L’«Esercito Zapatista di Liberazione Nazionale». L’Ezln si costituisce formalmente nel novembre del 1983 e combatte a fianco degli indigeni locali tutelandoli dal punto di vista sociale e politico. Il primo gennaio del 1994 dichiara guerra al governo federale del Messico e occupa sette comuni del Chiapas. L’attacco è avvenuto in concomitanza con l’entrata in vigore del «North American Free Trade Agreement», il trattato di libero mercato tra Messico, Stai Uniti e Canada. Gli zapatisti, in poche parole, con l’attacco del 1994, hanno dichiarato di essere ancora vivi nel bel mezzo della globalizzazione; pronti a difendere la loro terra e le popolazioni del posto dall’avanzare degli interessi economici e strategici.
Il nemico è il sistema. Ettore Mo in un interessante reportage del 2006 sul subcomandante Marcos, citando le parole di Andrés Aubry, uno storico di origine francese che vive nel Chiapas da oltre trent’anni, scrive che «per gli zapatisti, il nemico non è il governo di Mexico City ma il sistema: antico, obsoleto che va cambiato nel mondo intero. Marcos è vissuto per oltre vent’anni nella selva. È un uomo limpido, non è avido, non è corrotto, non si è arricchito.
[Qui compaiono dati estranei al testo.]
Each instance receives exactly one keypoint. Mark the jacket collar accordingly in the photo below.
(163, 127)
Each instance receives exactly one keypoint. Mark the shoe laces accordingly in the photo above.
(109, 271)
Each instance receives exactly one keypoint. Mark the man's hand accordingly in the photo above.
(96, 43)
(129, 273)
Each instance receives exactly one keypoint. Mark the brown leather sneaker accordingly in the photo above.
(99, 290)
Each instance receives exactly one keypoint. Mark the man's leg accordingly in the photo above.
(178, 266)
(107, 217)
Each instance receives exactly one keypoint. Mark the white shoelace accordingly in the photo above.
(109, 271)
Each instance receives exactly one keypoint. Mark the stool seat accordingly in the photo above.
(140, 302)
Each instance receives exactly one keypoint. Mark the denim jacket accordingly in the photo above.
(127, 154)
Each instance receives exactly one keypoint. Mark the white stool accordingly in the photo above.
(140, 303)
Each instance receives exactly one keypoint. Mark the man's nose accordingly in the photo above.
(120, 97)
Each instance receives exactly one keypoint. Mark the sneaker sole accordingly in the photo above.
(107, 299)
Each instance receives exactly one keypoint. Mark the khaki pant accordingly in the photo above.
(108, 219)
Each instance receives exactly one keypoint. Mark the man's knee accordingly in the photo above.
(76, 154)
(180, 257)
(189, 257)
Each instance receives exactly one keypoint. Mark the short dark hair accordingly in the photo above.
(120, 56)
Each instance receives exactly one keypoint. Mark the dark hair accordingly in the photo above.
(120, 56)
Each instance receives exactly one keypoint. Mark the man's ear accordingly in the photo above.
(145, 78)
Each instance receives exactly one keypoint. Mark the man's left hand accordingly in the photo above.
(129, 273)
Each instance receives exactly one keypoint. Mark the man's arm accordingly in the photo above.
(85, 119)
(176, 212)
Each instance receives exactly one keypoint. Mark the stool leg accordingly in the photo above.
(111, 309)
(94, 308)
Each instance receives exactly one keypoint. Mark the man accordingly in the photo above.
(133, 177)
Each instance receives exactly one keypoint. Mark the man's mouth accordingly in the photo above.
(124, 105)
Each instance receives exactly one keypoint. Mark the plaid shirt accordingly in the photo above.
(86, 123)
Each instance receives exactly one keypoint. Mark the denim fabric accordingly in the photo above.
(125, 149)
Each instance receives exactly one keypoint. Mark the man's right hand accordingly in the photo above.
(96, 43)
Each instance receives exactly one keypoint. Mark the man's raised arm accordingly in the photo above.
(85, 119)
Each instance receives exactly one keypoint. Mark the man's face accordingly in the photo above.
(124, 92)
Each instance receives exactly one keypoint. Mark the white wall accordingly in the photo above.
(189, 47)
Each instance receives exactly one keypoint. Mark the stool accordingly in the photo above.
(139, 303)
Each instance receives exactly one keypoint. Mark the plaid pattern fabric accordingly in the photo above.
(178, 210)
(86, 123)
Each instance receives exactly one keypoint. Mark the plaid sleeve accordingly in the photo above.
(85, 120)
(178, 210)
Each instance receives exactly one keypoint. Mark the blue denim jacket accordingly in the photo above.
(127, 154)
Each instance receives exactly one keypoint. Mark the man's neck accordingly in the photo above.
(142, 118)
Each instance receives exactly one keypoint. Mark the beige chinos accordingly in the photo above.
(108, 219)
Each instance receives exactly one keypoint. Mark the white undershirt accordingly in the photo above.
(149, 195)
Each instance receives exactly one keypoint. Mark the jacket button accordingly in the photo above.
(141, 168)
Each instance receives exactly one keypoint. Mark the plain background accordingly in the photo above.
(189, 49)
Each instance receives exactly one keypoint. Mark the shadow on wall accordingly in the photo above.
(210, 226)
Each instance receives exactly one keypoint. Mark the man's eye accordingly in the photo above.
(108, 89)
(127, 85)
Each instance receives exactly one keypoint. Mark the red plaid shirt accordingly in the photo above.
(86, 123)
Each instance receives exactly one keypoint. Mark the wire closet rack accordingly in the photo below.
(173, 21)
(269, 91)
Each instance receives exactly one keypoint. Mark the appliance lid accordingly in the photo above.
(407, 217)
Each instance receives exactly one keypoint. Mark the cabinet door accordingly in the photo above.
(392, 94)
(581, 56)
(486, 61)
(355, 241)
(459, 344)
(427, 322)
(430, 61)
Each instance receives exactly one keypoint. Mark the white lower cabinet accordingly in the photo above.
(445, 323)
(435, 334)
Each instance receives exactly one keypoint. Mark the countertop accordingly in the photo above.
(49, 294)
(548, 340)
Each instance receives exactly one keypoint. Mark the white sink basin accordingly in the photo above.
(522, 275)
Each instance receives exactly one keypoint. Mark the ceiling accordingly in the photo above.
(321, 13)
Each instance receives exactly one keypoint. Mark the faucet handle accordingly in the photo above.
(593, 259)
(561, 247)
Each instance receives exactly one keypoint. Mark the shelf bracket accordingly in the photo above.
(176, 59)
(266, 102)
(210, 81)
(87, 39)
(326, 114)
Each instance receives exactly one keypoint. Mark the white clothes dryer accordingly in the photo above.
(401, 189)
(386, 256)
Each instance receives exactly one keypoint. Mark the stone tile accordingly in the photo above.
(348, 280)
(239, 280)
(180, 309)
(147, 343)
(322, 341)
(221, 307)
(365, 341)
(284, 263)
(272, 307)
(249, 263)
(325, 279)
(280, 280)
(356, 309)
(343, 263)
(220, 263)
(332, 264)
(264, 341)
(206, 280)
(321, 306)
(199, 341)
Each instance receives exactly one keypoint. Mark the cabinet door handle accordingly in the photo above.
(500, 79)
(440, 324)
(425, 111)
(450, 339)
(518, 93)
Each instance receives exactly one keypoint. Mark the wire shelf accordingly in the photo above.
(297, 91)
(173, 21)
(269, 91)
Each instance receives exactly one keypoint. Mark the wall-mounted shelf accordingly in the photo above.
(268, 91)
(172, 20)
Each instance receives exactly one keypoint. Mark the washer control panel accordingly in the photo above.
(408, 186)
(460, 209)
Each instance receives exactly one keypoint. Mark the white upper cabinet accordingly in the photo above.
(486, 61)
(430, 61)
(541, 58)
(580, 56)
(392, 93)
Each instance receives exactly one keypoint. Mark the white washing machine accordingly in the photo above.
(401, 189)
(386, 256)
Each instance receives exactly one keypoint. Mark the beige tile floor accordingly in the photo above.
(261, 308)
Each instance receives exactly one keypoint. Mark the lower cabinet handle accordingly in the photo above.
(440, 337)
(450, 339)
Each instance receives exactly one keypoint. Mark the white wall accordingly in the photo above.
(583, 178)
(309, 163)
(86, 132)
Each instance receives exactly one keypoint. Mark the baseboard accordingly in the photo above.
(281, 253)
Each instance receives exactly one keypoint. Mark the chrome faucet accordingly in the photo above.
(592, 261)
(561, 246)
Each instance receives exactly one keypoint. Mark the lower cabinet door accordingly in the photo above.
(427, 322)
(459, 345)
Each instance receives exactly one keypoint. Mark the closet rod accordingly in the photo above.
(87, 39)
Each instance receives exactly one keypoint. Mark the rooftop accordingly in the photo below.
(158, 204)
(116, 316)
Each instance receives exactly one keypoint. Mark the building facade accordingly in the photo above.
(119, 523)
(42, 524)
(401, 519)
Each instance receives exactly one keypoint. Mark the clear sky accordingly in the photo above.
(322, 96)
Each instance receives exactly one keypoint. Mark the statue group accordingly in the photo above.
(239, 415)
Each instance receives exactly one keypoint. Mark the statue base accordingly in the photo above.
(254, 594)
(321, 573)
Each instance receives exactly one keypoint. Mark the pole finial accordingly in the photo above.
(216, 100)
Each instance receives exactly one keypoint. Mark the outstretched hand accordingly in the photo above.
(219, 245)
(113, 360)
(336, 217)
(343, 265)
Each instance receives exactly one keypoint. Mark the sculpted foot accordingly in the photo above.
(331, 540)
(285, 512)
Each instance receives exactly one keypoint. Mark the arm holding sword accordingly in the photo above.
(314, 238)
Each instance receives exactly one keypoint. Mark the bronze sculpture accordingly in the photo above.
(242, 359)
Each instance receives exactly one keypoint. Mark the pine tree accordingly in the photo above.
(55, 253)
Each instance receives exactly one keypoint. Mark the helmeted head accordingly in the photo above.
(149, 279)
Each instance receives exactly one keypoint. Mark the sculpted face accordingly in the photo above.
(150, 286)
Tutto l’opposto di tanti nostri politici con le chiappe incatramate sulle sedie del potere».
Il «massacro di Acteal». Il 22 dicembre del 1997 nella zona degli Altos del Chiapas, alcuni gruppi paramilitari si scagliano sulla piccola comunità di Acteal che stava pregando in chiesa, e uccidono 45 persone, bambini compresi. Le vittime di questo massacro facevano parte dell’associazione di fede cristiana «Las Abejas», guidata dal vescovo Don Samuel Ruiz, il «Tatik» (padre) degli indigeni, scomparso due anni fa. La loro colpa? Pur essendo un movimento pacifista e non violento, «Las Abejas» appoggiava e appoggia le posizioni identitarie dell’Ezln. E la giustizia, come spesso succede, latita: molti dei responsabili del «massacro di Acteal» sono ancora liberi.